Le parcours culinaire commence ainsi à la Brasserie Magnolia, véritable carrefour gourmand ouvert en continu de midi à minuit. Les visiteurs peuvent y apprécier une cuisine d’inspiration marocaine qui s’ouvre subtilement sur la route des épices et les saveurs du Levant. L’expérience prend une dimension encore plus vertigineuse au 33e étage de la tour avec l’Aldabaran, une table d’exception exclusive signée par le chef multi-étoilé de renommée mondiale, Alain Ducasse.

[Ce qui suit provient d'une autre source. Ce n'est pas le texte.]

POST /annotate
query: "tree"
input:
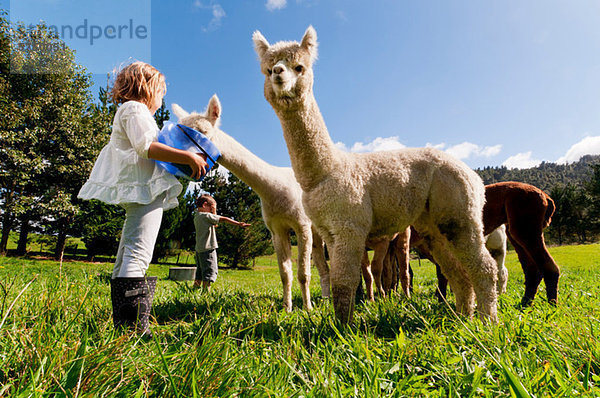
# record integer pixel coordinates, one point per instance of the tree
(49, 131)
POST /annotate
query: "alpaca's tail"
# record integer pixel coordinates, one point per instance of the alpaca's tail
(549, 211)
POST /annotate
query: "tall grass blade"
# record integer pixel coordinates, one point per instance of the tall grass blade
(164, 362)
(73, 377)
(15, 300)
(515, 384)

Enfin, installé au 30e étage, au cœur même de l’établissement, le Peacock Alley incarne à lui seul l’héritage de la marque. Ce salon signature mondialement connu trouve ses racines historiques dans la création du tout premier Waldorf Astoria à New York en 1893. À l’époque, cette allée mythique servait de connexion pour relier de rue en rue Park Avenue à Lexington Avenue, un esprit de transition élégante que l’on retrouve pleinement revisité aujourd’hui au-dessus de Rabat.

Rabat connectée aux flux touristiques mondiaux

Porté par cette vitrine d’exception, le Waldorf Astoria Rabat Salé confirme l’attractivité internationale croissante de la capitale marocaine. Interrogée sur le profil des premiers clients, la directrice commerciale souligne une mixité culturelle remarquable.

Si les marchés de proximité européens et maghrébins, notamment les voisins tunisiens, répondent fortement présents, l’hôtel capte déjà d’importants flux de voyageurs long-courriers en provenance des États-Unis et d’Asie, avec une percée notable de la clientèle chinoise. Une preuve flagrante que le luxe vertical de la Tour Mohammed VI résonne désormais aux quatre coins du globe.